一度は魔女に敗れたプリキュアが再び闘志を胸に戦いに挑む。そんな場面に流れるトラック25「突入! 魔女の洞窟へ」は、本アルバムの聴きどころのひとつ。TVシリーズ『ふたりはプリキュア』から使われているプリキュア活躍テーマ「プリキュア登場」(M-88)の劇場版アレンジである。「初代プリキュアといえばこの曲!」というくらい燃える1曲だ。
続くトラック26「怒りのパンチを受けてみろ!」もプリキュア優勢の活躍曲。こちらは『ふたりはプリキュア』の優勢〜ピンチの戦いを描写する「過酷な戦い」(M-75)の劇場版アレンジ。原曲だと後半は劣勢描写になるのだが、劇場版では優勢描写のまま終わるのがうれしい。前のトラックと2曲続けて盛り上がること請け合いの展開だ。
妖精の危機にプリキュアが颯爽と駆けつける場面のトラック30「光の戦士ふたたび」も激盛り上がりの曲。原曲は『ふたりはプリキュア』の「逆転勝利」(M-76)。原曲では危機描写〜反撃バトルと展開するのだが、ここでは前半部分をカット。力強い後半からスタートするのが爽快だ。
その次のトラック31「負けない! 一人はみんなのために」がまた名曲なのですよ。『ふたりはプリキュア』の「わき上がる闘志」(M-63)という曲の劇場版アレンジ。厚みを増した演奏と本編の展開とがあいまって、ひたひたと胸を討つ感動曲になっている。プリキュアがたびたび口にする「絶対にあきらめない!」という強い想いが刻まれたような曲で、聴くたびに勇気が湧いてくる。この曲調は変身BGMと並ぶ「プリキュア」音楽の典型のひとつになった。
最終決戦を描くトラック33「奇跡の力・希望の光」では、ふたたび「希望の園」のモチーフが登場。壮大なアレンジによる奇跡の力の描写〜勇壮な最強の技の描写〜弦の駆けあがりに導かれる希望の光の描写と展開する。たっぷり4分以上、クライマックスにふさわしい聴きごたえのある曲だ。

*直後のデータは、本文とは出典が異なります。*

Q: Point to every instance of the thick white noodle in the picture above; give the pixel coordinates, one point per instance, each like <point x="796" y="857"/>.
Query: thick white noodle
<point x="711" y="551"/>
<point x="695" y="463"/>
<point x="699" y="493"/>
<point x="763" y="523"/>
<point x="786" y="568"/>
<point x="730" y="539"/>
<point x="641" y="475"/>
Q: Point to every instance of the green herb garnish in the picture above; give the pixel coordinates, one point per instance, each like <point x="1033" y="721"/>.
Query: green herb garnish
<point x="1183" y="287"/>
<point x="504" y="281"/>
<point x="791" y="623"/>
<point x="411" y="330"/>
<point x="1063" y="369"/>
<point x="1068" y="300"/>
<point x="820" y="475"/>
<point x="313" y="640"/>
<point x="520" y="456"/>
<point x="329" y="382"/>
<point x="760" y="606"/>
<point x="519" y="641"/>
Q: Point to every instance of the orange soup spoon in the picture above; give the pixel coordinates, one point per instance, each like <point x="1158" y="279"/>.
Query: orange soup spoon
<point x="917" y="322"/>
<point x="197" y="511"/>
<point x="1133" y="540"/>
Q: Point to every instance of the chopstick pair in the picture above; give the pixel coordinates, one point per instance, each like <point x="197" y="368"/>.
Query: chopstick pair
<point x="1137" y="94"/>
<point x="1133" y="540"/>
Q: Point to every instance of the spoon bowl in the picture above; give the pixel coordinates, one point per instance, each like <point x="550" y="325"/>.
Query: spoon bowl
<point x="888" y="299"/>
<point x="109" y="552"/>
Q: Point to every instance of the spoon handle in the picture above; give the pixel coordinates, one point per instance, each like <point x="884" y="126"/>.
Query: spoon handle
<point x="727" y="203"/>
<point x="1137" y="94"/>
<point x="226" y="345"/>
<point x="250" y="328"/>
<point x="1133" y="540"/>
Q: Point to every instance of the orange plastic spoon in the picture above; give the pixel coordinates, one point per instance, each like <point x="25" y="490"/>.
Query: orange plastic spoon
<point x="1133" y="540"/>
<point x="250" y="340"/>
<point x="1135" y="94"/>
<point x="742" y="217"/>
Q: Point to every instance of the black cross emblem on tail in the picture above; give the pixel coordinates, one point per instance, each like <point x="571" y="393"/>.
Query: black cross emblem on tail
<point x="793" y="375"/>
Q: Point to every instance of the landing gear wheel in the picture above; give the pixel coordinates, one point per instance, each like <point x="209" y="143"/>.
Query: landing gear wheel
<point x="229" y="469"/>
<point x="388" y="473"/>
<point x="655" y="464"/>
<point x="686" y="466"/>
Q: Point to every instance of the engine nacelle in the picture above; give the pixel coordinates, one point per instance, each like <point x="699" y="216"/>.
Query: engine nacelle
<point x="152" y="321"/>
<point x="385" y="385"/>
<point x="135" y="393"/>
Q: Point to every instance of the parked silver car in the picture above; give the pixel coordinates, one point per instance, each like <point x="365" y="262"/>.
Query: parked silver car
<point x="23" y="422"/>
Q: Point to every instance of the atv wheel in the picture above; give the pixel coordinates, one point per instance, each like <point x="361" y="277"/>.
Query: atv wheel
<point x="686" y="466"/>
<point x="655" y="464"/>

トラック34「別れのとき」とトラック35「絶対忘れない!」は切ない別れの場面の曲。異世界での冒険の終わりを描く音楽は、ちょっとさびしく、でも、温かいやさしさに満ちている。美しい余韻を残して本編は幕を下ろす。
ラストに置かれた「心のチカラ」は、工藤静香(女王役として出演もしている)が歌う、本作のために作られたエンディング曲。
あらためて聴きなおしてみて、「みごとに映画音楽になっているなあ」と思った。スケール豊かで、華やかで、演奏もいい。いくつかのモチーフを中心に組み立てられた音楽が組曲のようにひとつの世界を作っている。
佐藤直紀は溜め録りの音楽もうまいが、映像に合わせた映画音楽でより本領を発揮する作家である。各シーンの音楽の役割をふまえた上で、聴かせるところはしっかり聴かせる。職人芸的でありながら、「佐藤直紀サウンド」としか言いようのない作家性のにじみ出た音楽。その資質が、すでに本作に表れていると思う。
『映画 ふたりはプリキュア Max Heart』は勢いのある作品だ。作品にも勢いがあるし、音楽も勢いがある。TVシリーズ2年目にしてようやく実現した劇場版。アニメ・スタッフも乗っていたし、音楽スタッフも乗っていた。今が勢いがないということではないが、この時でしか出せない、計算や経験に裏打ちされていない、まっすぐな勢いが伝わってくる。それは徒手空拳で戦うプリキュアの姿にも通じるものだ。
そして筆者も、初の劇場版「プリキュア」のサントラをたくさんの人に、とりわけ子供達に聴いてもらいたいなあと思ってサントラを作っていた。家族で映画を観に来たお父さんやお母さんが、子供のためにサントラを買って一緒に聴く、そんな光景をイメージして作っていたのだ。数年ぶりにアルバムを聴きなおして、そういう気持ちを思い出した。このサントラを聴いた人が、無我夢中で作っていた作り手の勢いを感じてくれたら、すごくうれしい。